Kaley...*shakes head* I...just thought you would support me. But instead you make me feel like I killed somebody. Making me feel like a bad person. People make mistakes. Some mistakes are bigger than others. You can't trust me? I'm not the type of guy who would purposly get you drunk so I could mess with you. That was not the case that night. I don't even remember half the night.

6 :: comments

JUNE 28, 2003 @ 05:32PM
mood  ::  uh.
music  ::  Hanson- Underneath

I thought I had everything figured out, all my feelings.
I guess I don't...

4 :: comments

JUNE 26, 2003 @ 08:13PM
mood  ::  uh.
music  ::  Hanson - Penny And Me

Uh, Girls. I never understand them. So, I wrote this.

Read more... )

I hope you understand all this :/
Forgive me.

12 :: comments

JUNE 23, 2003 @ 09:07PM
mood  ::  amused
music  ::  Hanson - Misery

Lindsay is being a bitch loser. She won’t tell me who she “wants to be bad with.” It’s annoying. It’s not me. Why the fuck would she want to get bad with me? Not that I won’t mind of course. Every time I am single, I just feel kinda weird around girls. I feel like some are coming on to me and stuff. I don’t want to hurt them. Yes, I have girl issues. I still do not know what the fuck I want. If I want a relationship, or get bad like Lindsay wants. Relationships are good. They make me feel like I am worth something. That there is one good person out there for me. Getting bad is good too. You can fuck around with girls and not feel like an ass. There are just some girls who can’t get bad. They need a relationship to keep them coming back. I think I should just try flings. I’ve had a lot of relationships. Not a fling yet.

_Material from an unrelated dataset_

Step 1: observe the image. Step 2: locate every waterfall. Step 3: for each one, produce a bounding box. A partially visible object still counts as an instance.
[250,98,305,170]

[[ new layout, I’m trying not to be a whore about it but please don’t steal my picture. it’s hot, I know. The film on my camera got messed up and the pictures became double-exposied. I love them. Now I sound like a fucking whore. Sorry. I love you. lmfao . <33 . Casey . ]]

6 :: comments

JUNE 22, 2003 @ 12:25PM
mood  ::  lost.
music  ::  O-Town - Craving

How come I always think too much?

EDiT//: I broke up with Katie. *shrugs* I just don't know what, or who I want. I always feel like a jerk. I don't know. I just can't take drama. I've had enough. I'm fine though. It's nice to talk to Lindsay again.